Regarding performance: if using psyco, lists can be quite a bit faster than generators. In the example below, lists are almost 50% faster when using psyco.full()
import psyco
import time
import cStringIO
def time_func(func):
"""The amount of time it requires func to run"""
start = time.clock()
func()
return time.clock() - start
def fizzbuzz(num):
"""That algorithm we all know and love"""
if not num % 3 and not num % 5:
return "%d fizz buzz" % num
elif not num % 3:
return "%d fizz" % num
elif not num % 5:
return "%d buzz" % num
return None
def with_list(num):
"""Try getting fizzbuzz with a list comprehension and range"""
out = cStringIO.StringIO()
for fibby in [fizzbuzz(x) for x in range(1, num) if fizzbuzz(x)]:
print >> out, fibby
return out.getvalue()
def with_genx(num):
"""Try getting fizzbuzz with generator expression and xrange"""
out = cStringIO.StringIO()
for fibby in (fizzbuzz(x) for x in xrange(1, num) if fizzbuzz(x)):
print >> out, fibby
return out.getvalue()
def main():
"""
Test speed of generator expressions versus list comprehensions,
with and without psyco.
"""
#our variables
nums = [10000, 100000]
funcs = [with_list, with_genx]
# try without psyco 1st
print "without psyco"
for num in nums:
print " number:", num
for func in funcs:
print func.__name__, time_func(lambda : func(num)), "seconds"
print
# now with psyco
print "with psyco"
psyco.full()
for num in nums:
print " number:", num
for func in funcs:
print func.__name__, time_func(lambda : func(num)), "seconds"
print
if __name__ == "__main__":
main()
Results:
without psyco
number: 10000
with_list 0.0519102208309 seconds
with_genx 0.0535933367509 seconds
number: 100000
with_list 0.542204280744 seconds
with_genx 0.557837353115 seconds
with psyco
number: 10000
with_list 0.0286369007033 seconds
with_genx 0.0513424889137 seconds
number: 100000
with_list 0.335414877839 seconds
with_genx 0.580363490491 seconds
You should prefer list comprehensions if you need to keep the values around for something else later and the size of your set is not too large.
For example:
you are creating a list that you will loop over several times later in your program.
To some extent you can think of generators as a replacement for iteration (loops) vs. list comprehensions as a type of data structure initialization. If you want to keep the data structure then use list comprehensions.
As far as performance is concerned, I can't think of any times that you would want to use a list over a generator.

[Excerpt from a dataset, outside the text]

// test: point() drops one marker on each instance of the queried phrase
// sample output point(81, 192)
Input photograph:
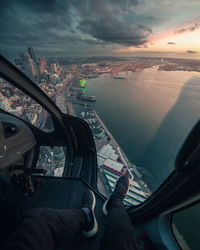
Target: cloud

I've never found a situation where generators would hinder what you're trying to do. There are, however, plenty of instances where using generators would not help you any more than not using them.
For example:
sorted(xrange(5))
Does not offer any improvement over:
sorted(range(5))
A generator builds and enumerable list of values. enumerables are useful when iterative process can use the values on demand. It takes time to build your generator, so if the list is millions of records in size, it may be more useful to use sql server to process the data in sql.